There is something wrong with me, telling to myself to study hard its only for 2 months then after that will be freedom but then WHERE IS MY ACTION???? i just feel like slapping myself, lefting with 7days to prelim and i'm still like that. what the hell is wrong with me? i feel that i'm lacking of something but what is the something??? arghhh!!! i really hope someone can just scold and talk some sense into me to wake me up. i am feeling damn vex and stress. soon i'm going to have retribution, without any action done nothing is going to work. i guess have to learn my lesson by a hard way...
I feel rather pissed off by someone, i know i dun get angry easily but i have my limits ok.dun push ur luck too far I can be a clown to entertain "you" sometimes but not always. what do u think am i to you? put urself in my shoe will you like it or not if someone treat you like that??? dun make me flare up ok or else that will be the end of us.

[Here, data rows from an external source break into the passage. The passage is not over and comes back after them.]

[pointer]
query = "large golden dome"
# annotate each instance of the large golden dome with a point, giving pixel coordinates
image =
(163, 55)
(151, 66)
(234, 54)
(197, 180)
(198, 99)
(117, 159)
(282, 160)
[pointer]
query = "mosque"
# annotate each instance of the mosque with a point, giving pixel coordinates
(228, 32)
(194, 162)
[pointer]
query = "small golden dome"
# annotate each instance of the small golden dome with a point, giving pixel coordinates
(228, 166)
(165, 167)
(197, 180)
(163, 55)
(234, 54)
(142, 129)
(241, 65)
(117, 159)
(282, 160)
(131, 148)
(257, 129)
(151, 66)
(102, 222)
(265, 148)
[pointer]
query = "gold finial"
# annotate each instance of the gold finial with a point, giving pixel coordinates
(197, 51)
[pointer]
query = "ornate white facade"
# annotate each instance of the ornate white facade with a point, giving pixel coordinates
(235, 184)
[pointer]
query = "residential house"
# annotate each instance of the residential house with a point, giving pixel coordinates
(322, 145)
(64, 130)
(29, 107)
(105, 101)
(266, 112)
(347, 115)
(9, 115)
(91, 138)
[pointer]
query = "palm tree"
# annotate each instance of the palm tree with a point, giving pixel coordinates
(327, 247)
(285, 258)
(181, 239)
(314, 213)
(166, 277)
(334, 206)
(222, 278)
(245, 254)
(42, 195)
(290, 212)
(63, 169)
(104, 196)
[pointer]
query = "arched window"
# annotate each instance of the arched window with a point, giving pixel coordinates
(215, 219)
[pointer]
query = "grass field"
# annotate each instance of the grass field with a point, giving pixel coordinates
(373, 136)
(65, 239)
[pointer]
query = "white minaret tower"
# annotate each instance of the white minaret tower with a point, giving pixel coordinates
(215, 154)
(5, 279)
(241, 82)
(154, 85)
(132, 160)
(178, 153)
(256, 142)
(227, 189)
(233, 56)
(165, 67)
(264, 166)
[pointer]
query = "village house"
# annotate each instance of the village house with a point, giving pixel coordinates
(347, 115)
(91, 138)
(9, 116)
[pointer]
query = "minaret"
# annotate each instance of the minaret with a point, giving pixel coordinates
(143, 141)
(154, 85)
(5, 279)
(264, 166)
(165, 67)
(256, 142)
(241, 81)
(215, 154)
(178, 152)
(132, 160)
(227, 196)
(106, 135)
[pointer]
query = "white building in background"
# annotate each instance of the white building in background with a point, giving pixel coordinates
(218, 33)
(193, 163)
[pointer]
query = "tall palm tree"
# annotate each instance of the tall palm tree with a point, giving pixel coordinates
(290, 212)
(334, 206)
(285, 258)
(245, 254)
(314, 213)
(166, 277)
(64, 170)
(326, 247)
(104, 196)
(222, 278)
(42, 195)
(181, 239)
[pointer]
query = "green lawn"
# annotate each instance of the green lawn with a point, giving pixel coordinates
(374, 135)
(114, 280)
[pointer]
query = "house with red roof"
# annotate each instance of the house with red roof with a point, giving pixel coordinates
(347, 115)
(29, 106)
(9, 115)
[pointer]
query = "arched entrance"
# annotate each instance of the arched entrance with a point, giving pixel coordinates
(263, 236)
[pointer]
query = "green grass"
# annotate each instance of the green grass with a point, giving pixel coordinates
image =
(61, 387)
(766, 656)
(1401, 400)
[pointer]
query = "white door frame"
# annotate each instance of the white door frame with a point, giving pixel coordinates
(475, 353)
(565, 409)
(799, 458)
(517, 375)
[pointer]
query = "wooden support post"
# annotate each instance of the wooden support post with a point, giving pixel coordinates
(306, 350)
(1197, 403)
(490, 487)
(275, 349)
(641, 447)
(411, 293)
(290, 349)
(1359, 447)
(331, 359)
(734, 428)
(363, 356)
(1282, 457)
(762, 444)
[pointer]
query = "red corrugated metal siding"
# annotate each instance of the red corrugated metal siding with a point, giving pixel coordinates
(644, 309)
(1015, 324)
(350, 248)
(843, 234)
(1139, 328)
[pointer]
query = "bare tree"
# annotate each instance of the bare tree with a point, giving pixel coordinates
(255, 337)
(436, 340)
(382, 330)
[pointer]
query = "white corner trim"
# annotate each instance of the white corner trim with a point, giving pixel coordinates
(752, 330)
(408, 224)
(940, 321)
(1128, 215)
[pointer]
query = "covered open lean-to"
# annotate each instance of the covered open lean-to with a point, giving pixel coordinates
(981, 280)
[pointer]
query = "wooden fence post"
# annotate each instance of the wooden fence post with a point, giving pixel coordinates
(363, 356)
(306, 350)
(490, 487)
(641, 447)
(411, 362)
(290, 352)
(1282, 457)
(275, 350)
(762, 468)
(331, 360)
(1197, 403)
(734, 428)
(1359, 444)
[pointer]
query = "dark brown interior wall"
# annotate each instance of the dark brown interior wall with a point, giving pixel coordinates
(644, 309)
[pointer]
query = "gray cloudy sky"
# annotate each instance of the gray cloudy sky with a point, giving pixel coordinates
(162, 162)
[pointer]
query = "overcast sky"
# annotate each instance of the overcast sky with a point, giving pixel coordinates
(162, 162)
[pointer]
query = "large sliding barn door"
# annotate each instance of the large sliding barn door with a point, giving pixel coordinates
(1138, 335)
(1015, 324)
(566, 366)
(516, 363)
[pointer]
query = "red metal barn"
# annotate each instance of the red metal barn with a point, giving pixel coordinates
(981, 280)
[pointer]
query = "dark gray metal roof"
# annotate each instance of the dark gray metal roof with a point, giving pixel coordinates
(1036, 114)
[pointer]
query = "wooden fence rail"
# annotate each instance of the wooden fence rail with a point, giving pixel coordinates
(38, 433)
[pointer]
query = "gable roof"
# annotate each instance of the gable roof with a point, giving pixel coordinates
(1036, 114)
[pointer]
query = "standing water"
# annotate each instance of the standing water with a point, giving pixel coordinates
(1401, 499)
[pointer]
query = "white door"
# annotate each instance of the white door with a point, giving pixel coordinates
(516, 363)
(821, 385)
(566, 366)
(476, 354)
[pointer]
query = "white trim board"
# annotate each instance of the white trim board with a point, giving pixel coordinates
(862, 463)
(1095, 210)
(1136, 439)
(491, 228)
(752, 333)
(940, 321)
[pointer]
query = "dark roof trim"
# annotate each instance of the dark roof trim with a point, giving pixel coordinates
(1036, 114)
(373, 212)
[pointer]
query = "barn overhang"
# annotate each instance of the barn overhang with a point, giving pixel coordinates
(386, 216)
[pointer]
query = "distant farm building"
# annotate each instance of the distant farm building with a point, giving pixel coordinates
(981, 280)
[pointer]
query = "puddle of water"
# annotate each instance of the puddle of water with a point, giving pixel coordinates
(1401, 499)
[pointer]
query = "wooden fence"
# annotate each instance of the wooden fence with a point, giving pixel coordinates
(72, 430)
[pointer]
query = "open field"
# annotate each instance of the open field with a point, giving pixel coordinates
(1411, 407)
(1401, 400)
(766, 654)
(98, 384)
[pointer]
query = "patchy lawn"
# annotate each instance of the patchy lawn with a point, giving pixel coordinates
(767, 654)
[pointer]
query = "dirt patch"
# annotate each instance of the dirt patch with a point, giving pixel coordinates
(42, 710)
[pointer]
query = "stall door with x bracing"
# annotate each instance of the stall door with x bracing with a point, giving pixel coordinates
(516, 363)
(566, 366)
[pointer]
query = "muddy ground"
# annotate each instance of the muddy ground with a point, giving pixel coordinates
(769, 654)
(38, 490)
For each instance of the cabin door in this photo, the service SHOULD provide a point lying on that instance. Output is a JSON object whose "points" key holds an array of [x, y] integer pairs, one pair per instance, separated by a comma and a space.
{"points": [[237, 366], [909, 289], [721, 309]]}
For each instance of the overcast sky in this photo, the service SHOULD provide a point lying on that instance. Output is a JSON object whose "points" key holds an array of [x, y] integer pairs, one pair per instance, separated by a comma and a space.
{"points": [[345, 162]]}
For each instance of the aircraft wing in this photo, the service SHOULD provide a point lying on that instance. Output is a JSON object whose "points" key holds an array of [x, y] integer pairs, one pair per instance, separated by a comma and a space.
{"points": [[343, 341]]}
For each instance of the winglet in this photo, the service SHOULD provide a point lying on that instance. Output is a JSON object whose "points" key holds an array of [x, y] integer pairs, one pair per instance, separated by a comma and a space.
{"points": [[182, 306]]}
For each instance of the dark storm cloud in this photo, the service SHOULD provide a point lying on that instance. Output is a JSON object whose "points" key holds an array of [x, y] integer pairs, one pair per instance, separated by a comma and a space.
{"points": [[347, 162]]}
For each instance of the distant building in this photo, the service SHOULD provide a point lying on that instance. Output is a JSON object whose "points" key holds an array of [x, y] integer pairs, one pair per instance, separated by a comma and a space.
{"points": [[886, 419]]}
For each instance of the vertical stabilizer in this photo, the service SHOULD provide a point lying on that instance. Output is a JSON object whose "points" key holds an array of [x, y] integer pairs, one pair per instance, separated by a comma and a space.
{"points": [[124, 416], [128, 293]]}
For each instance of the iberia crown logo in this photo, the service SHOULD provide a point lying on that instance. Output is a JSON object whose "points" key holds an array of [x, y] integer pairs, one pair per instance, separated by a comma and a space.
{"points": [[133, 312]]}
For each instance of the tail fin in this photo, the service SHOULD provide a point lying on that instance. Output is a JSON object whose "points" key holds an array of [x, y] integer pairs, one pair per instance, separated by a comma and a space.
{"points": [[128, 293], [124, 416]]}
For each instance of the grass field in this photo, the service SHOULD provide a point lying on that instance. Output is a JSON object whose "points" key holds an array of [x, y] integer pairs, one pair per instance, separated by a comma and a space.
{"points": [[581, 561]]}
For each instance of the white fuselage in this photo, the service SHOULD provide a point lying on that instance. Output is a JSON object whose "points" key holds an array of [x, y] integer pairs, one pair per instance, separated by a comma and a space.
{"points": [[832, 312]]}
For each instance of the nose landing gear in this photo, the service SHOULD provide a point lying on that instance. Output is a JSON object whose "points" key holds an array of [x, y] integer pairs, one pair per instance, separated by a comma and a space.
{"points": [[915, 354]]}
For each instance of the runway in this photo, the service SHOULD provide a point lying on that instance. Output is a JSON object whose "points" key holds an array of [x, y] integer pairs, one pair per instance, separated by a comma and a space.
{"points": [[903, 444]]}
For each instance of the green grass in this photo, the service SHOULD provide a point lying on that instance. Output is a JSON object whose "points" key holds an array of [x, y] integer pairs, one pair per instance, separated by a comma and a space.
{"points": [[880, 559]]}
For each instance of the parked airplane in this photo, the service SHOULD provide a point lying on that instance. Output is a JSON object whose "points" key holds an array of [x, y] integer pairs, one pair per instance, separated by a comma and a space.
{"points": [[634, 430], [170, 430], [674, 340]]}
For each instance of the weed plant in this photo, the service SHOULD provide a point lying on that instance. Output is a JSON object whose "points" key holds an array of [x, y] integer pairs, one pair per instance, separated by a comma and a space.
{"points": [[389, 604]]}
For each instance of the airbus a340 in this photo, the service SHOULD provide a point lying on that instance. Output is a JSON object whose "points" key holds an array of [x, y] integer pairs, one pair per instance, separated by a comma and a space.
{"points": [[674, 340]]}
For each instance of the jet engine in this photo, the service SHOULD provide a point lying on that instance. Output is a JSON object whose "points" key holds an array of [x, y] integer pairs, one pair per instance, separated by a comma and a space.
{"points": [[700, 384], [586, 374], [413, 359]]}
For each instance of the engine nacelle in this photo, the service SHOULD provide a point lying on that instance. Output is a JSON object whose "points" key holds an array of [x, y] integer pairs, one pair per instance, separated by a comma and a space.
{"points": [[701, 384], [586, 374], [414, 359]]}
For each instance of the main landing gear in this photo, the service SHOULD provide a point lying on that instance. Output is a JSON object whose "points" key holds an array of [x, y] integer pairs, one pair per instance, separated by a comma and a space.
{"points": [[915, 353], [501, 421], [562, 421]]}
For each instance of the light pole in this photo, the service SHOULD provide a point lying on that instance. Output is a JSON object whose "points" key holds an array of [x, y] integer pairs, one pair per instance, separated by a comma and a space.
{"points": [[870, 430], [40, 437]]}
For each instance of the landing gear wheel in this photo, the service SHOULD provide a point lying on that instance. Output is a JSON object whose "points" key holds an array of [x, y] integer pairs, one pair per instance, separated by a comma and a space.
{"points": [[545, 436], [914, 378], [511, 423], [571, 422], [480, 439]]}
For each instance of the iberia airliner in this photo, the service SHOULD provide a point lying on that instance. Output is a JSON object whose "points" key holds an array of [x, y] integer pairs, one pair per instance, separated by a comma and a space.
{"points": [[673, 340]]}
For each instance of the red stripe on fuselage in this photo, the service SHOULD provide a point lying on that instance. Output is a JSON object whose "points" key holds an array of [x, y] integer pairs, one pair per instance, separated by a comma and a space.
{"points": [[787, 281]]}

About a month ago, someone came to ask me this question. dun i feel "out"? at that point of time i told him/her back NO, acutally i do feel but i'm just afraid that the matter will become a big matter so i did not tell the truth. To that him/her if you still remember that question you ask and you happens to see this, please keep that a secret to urself not that i dun want to tell u the truth at that point of time, i just dun wanna let the situation worsen. i know you are trying to help me but i have my difficult situation too. hope u understand.